Despite escalating daily assaults by police and soldiers on peaceful mass demonstrations that have left more than 30 dead, hundreds wounded, and over 1,500 jailed, opponents of the Feb. 1 military coup in Myanmar are continuing to protest across the country, in small towns and big cities.
Their heroic struggle has won the admiration and support of workers and farmers worldwide. Demonstrations in support of their actions have taken place in New York, Los Angeles, New Zealand, a number of Southeast Asian countries and elsewhere over the last few days.
The military junta Feb. 26-28 unleashed its biggest assaults since the coup. Cops and soldiers used rubber bullets, slingshots, tear gas, water cannons, truncheons and live ammunition to break up actions, arresting and beating protesters, striking workers and journalists. The junta’s Myanmar Radio and Television agency reported that 479 were arrested on Feb. 28 alone.
In the first days of the coup the junta arrested scores of leaders of the National League for Democracy, the bourgeois party that won last November’s elections in a landslide. On Feb. 26 the military announced it had declared 16 labor unions and farmers associations “unlawful.” There are warrants out for the arrest of trade union leaders. Some bosses have been turning the names and addresses of union activists over to the junta.
In Monywa, in the Sagaing region in the north — just across the river from copper mines where thousands of workers went on strike to protest the coup — police and soldiers detonated stun grenades, fired guns and beat protesters Feb. 28. They raided a Buddhist monastery where protesters had taken refuge.
Determination to bring junta down
On March 1, the day after the most killings since the coup began, tens of thousands once again took to the streets across the country, from Myitthar, a small town in the middle of rice paddies and farmland, to Mandalay, the country’s second largest city, where several people have been killed.
Garment and other workers in Yangon, the largest city, are continuing their strikes and protests.
In Dawei, a town in southeastern Myanmar where five were killed Feb. 28, groups of protesters marched through the city March 1 to the applause of bystanders, who gave them the three finger salute of defiance to military rule.
Similar scenes are taking place daily across the country with protesters demanding freedom for political prisoners, reinstating the winners of the November elections and equal treatment for ethnic minorities.
Discrimination and oppression of ethnic minorities has marked the country’s history since the early days of British colonial rule, conquered in a series of bloody wars beginning in 1824.
Gen. Min Aung Hlaing, the head of the military junta, overthrew the National League for Democracy government headed by Aung San Suu Kyi before the new parliament could meet. The generals claim that Suu Kyi’s victory was the result of fraud.

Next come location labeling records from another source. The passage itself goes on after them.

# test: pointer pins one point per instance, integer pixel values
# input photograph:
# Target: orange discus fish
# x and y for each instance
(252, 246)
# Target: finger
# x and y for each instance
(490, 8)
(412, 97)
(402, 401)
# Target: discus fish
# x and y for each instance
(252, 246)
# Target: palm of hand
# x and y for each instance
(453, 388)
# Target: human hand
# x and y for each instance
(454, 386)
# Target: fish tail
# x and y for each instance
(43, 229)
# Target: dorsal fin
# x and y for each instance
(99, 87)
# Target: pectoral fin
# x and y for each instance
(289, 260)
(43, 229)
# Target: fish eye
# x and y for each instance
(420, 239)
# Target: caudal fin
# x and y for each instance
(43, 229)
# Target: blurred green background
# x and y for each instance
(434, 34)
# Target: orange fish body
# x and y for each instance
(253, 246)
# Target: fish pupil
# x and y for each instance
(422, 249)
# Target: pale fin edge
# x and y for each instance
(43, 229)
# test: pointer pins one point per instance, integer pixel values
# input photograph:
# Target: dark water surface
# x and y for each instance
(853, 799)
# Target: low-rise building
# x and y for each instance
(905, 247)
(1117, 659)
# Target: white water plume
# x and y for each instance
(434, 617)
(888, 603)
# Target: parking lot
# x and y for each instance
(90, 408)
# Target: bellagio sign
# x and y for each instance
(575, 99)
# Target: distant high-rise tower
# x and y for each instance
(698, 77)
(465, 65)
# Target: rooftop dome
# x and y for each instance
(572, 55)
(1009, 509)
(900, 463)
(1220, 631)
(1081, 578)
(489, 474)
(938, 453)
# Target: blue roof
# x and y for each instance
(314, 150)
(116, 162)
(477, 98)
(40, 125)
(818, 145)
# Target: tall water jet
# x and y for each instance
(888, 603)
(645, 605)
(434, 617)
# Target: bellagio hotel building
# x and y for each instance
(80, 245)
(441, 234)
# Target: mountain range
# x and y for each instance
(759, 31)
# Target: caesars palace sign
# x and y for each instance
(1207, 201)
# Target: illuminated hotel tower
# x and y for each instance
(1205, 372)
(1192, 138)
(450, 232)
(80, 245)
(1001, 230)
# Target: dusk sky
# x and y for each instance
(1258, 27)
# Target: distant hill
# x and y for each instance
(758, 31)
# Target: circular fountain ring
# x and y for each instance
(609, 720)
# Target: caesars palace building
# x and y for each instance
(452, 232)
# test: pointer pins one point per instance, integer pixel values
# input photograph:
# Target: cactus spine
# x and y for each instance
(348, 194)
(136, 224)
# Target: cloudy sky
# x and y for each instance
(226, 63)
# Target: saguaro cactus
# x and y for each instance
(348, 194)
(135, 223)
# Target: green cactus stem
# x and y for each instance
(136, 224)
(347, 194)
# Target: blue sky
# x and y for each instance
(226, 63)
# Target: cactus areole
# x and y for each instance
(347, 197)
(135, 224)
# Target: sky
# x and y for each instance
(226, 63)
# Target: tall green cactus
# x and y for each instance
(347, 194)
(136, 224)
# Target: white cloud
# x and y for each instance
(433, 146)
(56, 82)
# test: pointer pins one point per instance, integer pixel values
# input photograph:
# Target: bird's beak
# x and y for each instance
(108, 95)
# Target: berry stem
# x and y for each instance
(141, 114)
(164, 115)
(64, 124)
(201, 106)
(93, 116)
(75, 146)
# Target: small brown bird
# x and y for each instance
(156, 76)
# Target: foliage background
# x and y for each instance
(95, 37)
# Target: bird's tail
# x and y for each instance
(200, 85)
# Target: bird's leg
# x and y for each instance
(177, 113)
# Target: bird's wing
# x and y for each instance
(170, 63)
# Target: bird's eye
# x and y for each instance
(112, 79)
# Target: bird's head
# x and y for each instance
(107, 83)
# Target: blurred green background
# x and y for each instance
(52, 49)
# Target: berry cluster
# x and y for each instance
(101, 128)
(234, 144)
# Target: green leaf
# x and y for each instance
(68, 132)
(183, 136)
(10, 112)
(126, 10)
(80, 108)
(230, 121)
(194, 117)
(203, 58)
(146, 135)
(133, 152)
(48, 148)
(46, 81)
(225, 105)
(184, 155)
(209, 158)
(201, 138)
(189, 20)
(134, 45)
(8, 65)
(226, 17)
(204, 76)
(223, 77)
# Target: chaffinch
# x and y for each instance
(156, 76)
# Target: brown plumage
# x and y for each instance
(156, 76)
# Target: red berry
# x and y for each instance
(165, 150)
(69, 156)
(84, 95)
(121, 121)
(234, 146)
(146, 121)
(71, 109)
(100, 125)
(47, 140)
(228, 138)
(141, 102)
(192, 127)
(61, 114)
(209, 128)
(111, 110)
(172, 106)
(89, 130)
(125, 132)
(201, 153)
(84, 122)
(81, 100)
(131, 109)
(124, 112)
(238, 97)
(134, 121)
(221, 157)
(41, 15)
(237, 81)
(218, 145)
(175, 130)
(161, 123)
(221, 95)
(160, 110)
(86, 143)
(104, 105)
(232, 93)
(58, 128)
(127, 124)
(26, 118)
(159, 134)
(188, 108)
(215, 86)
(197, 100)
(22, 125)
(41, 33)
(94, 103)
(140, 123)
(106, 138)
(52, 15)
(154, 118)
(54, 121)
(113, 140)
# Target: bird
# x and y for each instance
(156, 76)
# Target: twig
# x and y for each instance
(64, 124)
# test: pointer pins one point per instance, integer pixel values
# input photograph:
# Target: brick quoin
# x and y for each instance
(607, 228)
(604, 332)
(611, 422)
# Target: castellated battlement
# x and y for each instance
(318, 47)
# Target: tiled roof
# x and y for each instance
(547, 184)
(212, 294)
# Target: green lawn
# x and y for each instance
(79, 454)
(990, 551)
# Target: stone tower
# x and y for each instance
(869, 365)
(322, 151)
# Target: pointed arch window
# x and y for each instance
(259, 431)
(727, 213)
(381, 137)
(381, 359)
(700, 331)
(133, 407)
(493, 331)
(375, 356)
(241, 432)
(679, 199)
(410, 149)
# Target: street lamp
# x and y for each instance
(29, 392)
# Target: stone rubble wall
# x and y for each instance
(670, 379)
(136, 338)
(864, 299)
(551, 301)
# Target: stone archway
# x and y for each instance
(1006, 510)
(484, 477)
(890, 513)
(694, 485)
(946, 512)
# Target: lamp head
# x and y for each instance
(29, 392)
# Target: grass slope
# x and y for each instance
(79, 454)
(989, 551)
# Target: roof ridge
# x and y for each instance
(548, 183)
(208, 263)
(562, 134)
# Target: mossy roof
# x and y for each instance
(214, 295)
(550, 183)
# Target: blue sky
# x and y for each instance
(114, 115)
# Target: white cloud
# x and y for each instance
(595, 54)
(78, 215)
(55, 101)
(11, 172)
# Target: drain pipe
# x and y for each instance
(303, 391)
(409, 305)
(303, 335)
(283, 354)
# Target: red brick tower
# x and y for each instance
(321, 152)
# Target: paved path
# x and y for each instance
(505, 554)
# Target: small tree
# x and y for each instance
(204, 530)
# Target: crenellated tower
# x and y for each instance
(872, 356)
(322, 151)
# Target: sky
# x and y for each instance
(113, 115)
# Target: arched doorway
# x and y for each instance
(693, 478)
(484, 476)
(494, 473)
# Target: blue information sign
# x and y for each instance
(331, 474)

Suu Kyi — the daughter of Aung San, a leader of the fight for independence from Britain — became the symbol of the fight against military rule when she returned to the country in 1988 after years in exile, and began speaking out against then-ruler Gen. Ne Win. A popular rebellion broke out that year but was crushed in blood.
Her popularity grew during the nearly 15 years she spent in detention between 1989 and 2010. Starting in 2010 the military regime began lifting some restrictions on democratic rights leading to parliamentary elections. Still, the military imposed a constitution in 2008 that guaranteed them 25% of the seats, giving them veto power, and permanent control over three of the key government ministries.
Suu Kyi became head of the government in 2016 after her party swept the elections. Despite often tense relations with the top military officials, she became the main public defender of the military’s repression of the Rohingya minority in Rakine province, including the forced expulsion of 700,000 in 2017.
The National League for Democracy government removed additional restrictions on democratic rights, but it also used colonial-era laws to jail journalists who were critical of the government, especially its treatment of ethnic minorities.
Hated overnight guest law
In her first year as head of the government, the hated “overnight guest registration” law was repealed. Under that law anyone who stayed somewhere besides their own home overnight had to register with the government under penalty of fines and arrest.
After the coup the junta reinstated the law, seeking to make it difficult for union and protest leaders to find a safe haven.
Myanmar, known as Burma until 1989, is a country of some 54 million people. Over 60% percent of its people are from the Bamar ethnic group.
Over the last 10 years, as the Myanmar economy opened more to the world capitalist market, the country became a center for world garment production. U.S. corporations, like Gap, as well as companies based in China, Japan and Singapore, set up shop to take advantage of wages that are even lower than in Vietnam and Cambodia. Many of these foreign capitalists formed profitable joint ventures with military-owned corporations, not only in garment, but also in large copper mines, jade production and oil.
At the same time, some 70% of Myanmar’s population live in the countryside, most with no electricity, no running water, no cooking gas. One-third of those living in rural areas are landless peasants.
As the working class in Myanmar grew, so did fights to form unions and struggles for better wages and working conditions. Small farmers have fought moves to take away their farms.
Workers, farmers, and members of all ethnic minorities have joined together in the fight against the military regime. In a March 2 statement, the newly formed General Strike Committee of Nationalities — made up of youth from 27 ethnic groups — declared “its full support” for the Civil Disobedience Movement fighting to oust the junta.